Responsible for ensuring inspection readiness; monitoring quality of PVRM deliverables; and monitoring compliance with case submission timelines as per regulatory requirements and agreements with License Partners and other parties. Incumbent may have a central role in audits and health authority inspections

Responsibilities:

1. Responsible for accurate and timely case processing deliverables.
2. Assist in development and execution of strategy that supports ability of staff to meet current and anticipated activities worldwide.
3. Thorough understanding of activities and issues facing staff. Skillful management and resolution of issues, which may, depending on complexity, require effective escalation.
4. Assume a supporting role in interactions with auditors and Health Authority inspectors. Assume a central role in responding to audit / inspection findings
5. Responsible for mentorship and active support of assigned staff.
6. Responsible for ensuring staff deliverables and interests are communicated to senior management, internal partners, and external partners in a timely manner. Keeping senior management apprised of status and issues on groups' activities/ projects.
7. Ensure compliance with all regulations, guidelines, guidances and Regeneron SOPs and Working Instructions governing pharmacovigilance.

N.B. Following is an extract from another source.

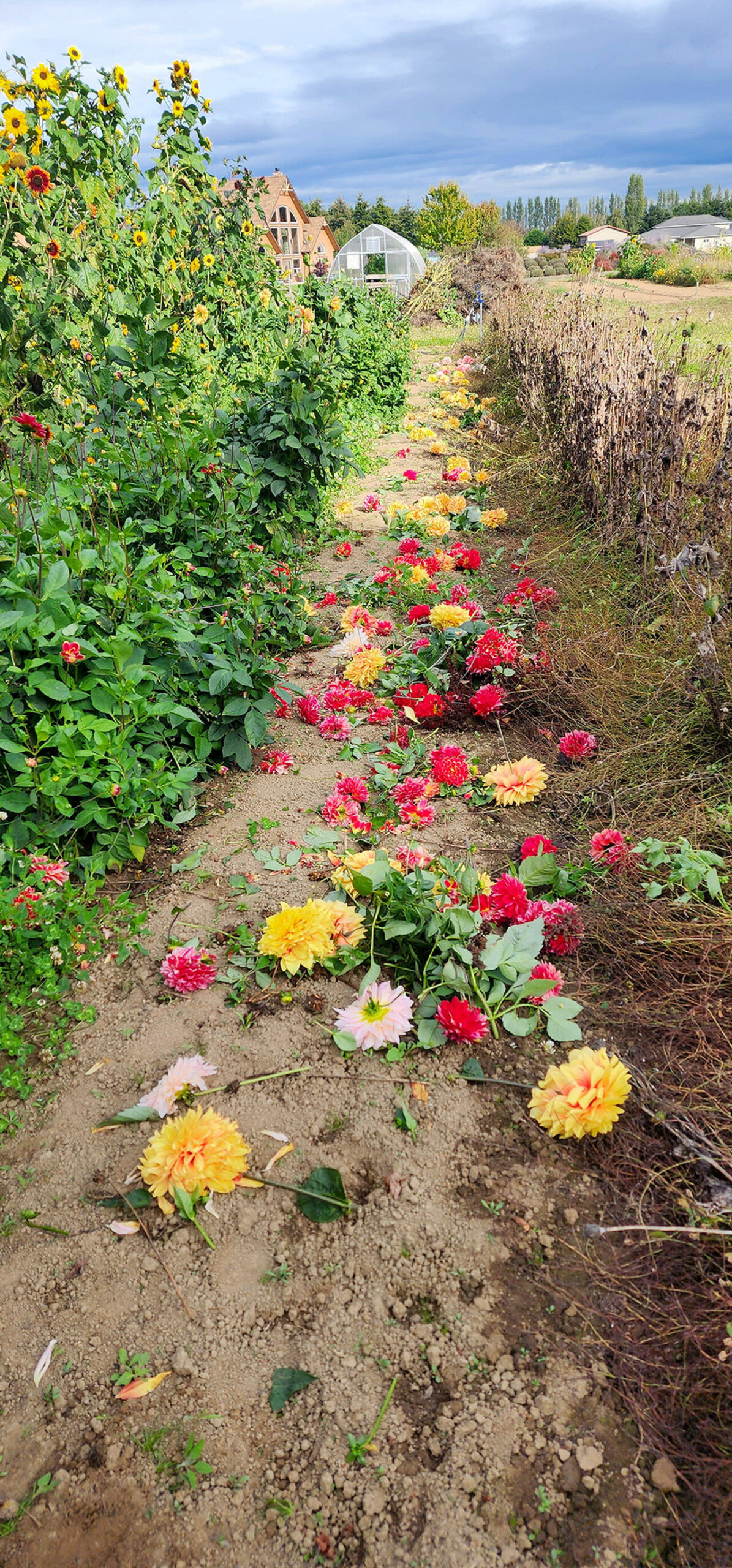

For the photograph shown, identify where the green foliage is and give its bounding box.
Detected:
[417,180,477,251]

Leadership responsibility for direct/indirect reports, with active oversight and support of their activities
Manage workload and support staff in meeting compliance objectives, optimizing job performance/ contributions, and achieving high levels of work quality.

Requirements:

Pharmacy, nursing or equivalent required, advanced degree preferred.

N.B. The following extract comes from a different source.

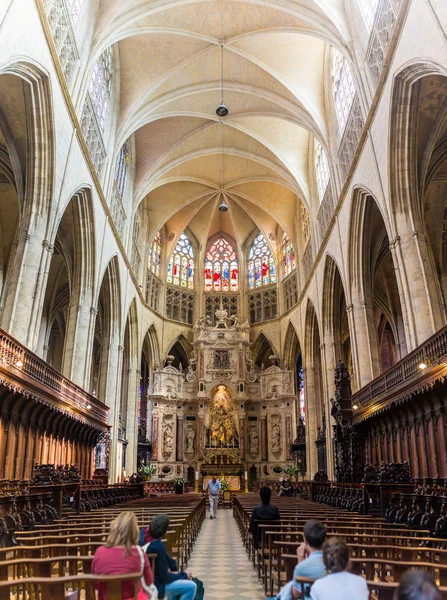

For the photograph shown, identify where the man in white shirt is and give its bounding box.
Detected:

Previous Pharmacovigilance/Drug Safety experience in pharmaceutical / biotech industry required; typically with 9 + years (7 + years if Master's Degree) of Pharmacovigilance/Drug Safety experience.

Demonstrated successful management and completion of a Phase III/IV program(s) and leadership on projects of equivalent complexity.

• Well informed on relevant FDA, EU and ICH guidelines, initiatives and regulations governing pharmacovigilance activities for both clinical trial and post-marketing environments required.

• Experience with managing and supervising teams on complex projects. Demonstrated success in working on cross-functional teams

• Contributes to and manages organizational projects and goals to support their timely completion.

• Assist group members with their activities, as needed. Generally accomplishes tasks through Individual Contributors or other managers.

This is an opportunity to join our select team that is already leading the way in the Pharmaceutical/Biotech industry. Apply today and learn more about Regeneron's unwavering commitment to combining good science & good business.

To all agencies: Please, no phone calls or emails to any employee of Regeneron about this opening. All resumes submitted by search firms/employment agencies to any employee at Regeneron via-email, the internet or in any form and/or method will be deemed the sole property of Regeneron, unless such search firms/employment agencies were engaged by Regeneron for this position and a valid agreement with Regeneron is in place. In the event a candidate who was submitted outside of the Regeneron agency engagement process is hired, no fee or payment of any kind will be paid.

Regeneron is an equal opportunity employer and all qualified applicants will receive consideration for employment without regard to race, color, religion, sex, national origin, sexual orientation, gender identity, disability status, protected veteran status, or any other characteristic protected by law.